Reading Group Guide
1. Eloisa sold the house and the cars, uprooted her family, and travelled all the way to France in reaction to a cancer diagnosis (though not a life-threatening one). Have you experienced a similar life-changing event? What could you do to experience the same sort of cathartic experience without going to the extreme of packing up and moving abroad?
2. Imagine that you decided to sell many of your belongings and move to a foreign country. What would you pack and what would you keep? What would be the pros and cons for your children? Would living abroad or divesting your belongings cause you the most anxiety?
3. Domitilla and Anna carried on a months-long battle, only to end up best friends. Eloisa speculates that the rapprochement came about because the girls are similarly rambunctious, bossy, and funny . . . and because they were both excluded by the “Queen Bee.” Must best friends have similarities, in your view? Have you ever formed a friendship with someone who you had once believed was your enemy?
4. There are a number of poignant side-stories in Paris in Love, among them the Romanian homeless man and his puppy, the love story of Florent and Pauline, and the story of the Camondo family during World War II. What was the one story you responded to most strongly?
5. After bra shopping for herself and Anna, Eloisa concludes that her year in Paris should be declared the “Year of the Brassiere.” Do you associate specific articles of clothing with happy memories in your life? What garment from your past do you still remember with affection --- even one as small as the Minnesota hat that bobbles its way through Paris on Anna’s head?
6. Many readers adore the love story of Pauline and Florent. Some two years later, they are very happy together and thinking of starting a family. Do you know of any love stories that originated with such a sweet, romantic gesture as the lemon tart? How about in your own life --- what’s the most romantic thing that’s ever happened to you?
7. Elizabeth Gilbert, the author of Eat, Pray, Love, said that she “absolutely loved” Paris in Love. Like Eloisa, Gilbert came home transformed by her travels. Why do you think that major life changes can impel people to travel? If you could spend a year anywhere in the world, where would you go?
8. Of course, Eat, Pray, Love was turned into a wonderful movie starring Julia Roberts.
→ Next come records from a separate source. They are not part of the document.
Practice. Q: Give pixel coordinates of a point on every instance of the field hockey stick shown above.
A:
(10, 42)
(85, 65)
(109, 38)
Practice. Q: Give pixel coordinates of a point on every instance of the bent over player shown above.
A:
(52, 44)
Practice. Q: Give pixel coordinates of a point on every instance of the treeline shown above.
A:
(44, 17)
If you were in charge of casting the film version of Paris in Love, who would you pick to play Eloisa? Or Alessandro? (Hint: Alessandro would like to be portrayed by Johnny Depp.)
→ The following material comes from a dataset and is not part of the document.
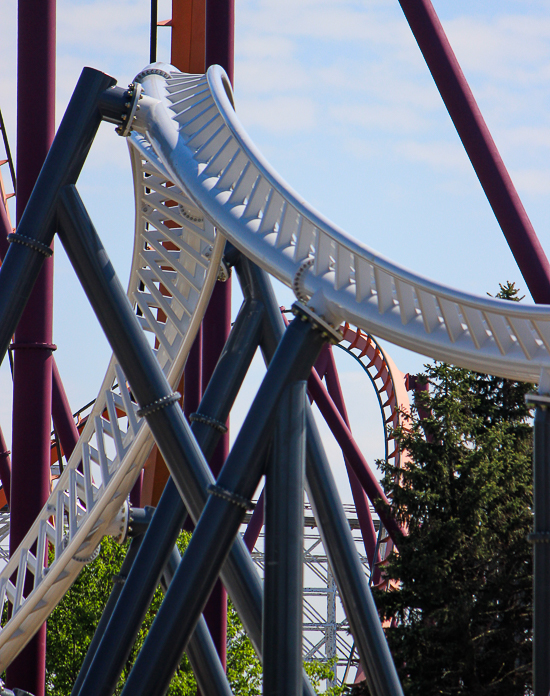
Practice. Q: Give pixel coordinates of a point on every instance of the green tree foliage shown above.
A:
(71, 625)
(462, 613)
9. Anna announces (with a wail) that her parents promised they’d stay in France only one year --- “and it’s been two years at least.” Time seems to move slowly when we’re young…faster as we grow older. What do you remember about being eleven-years-old? Were you fighting with your classmates, happy with your environs, thrown into a new situation?
10. Is it possible to fall in love with a place in the same way we fall in love with people? Have you ever been to Paris, and if so, did you fall in love with it (or better yet, fall in love with someone while there)? How was your experience different from or similar to Eloisa’s?
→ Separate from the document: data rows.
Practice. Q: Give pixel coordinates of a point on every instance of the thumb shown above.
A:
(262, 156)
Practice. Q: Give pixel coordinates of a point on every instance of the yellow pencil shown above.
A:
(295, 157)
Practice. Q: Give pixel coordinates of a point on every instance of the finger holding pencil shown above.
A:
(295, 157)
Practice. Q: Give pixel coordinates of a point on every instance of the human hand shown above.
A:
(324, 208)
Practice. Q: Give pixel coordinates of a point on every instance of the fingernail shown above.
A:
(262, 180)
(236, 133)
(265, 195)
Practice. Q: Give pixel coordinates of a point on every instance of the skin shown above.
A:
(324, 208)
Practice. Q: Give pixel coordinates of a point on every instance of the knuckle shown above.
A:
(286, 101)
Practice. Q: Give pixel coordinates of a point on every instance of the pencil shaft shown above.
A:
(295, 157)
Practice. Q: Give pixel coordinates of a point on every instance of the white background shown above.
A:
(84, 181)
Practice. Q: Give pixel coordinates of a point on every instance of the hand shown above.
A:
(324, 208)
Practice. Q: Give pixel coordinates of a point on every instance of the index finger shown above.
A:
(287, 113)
11. Eloisa has a gift for conjuring tiny pictures of the world, as when she describes (on page 108) snowflakes that “float sideways, looking fluffy and indecisive, as if they belong in another part of the world and are falling here by accident.” What’s your favorite description in the book?
12. Paris in Love originated as updates for Eloisa’s friends and fans, posted on Facebook and Twitter. In what ways do you think that social media have made the world a smaller, more intimate place? Or do you think the opposite is true?
13. Eloisa insisted on keeping much of the book in small paragraphs, so as to keep the feeling of tiny bursts of experience. Did this format work for you, or would you have preferred a more conventional narrative structure?
14. The story of Luca’s sixteenth birthday is arguably the funniest in the book, despite its moments of unhappiness. (As someone once put it, “Comedy is tragedy plus time.”) A lot of readers say they laughed all the way through the piece. Did it remind you of any stories from your own life --- mortifying at the time, but afterwards could now be laughed at?
15. Eloisa’s friend Rose died during the year that Eloisa lived in Paris. But Eloisa picks up Rose’s invitation --- “It’s so beautiful here; you must come before you die” --- and hands it on to her readers. What is “here”? Or, rather, where is “here”? Does Eloisa mean that you should travel --- or something else?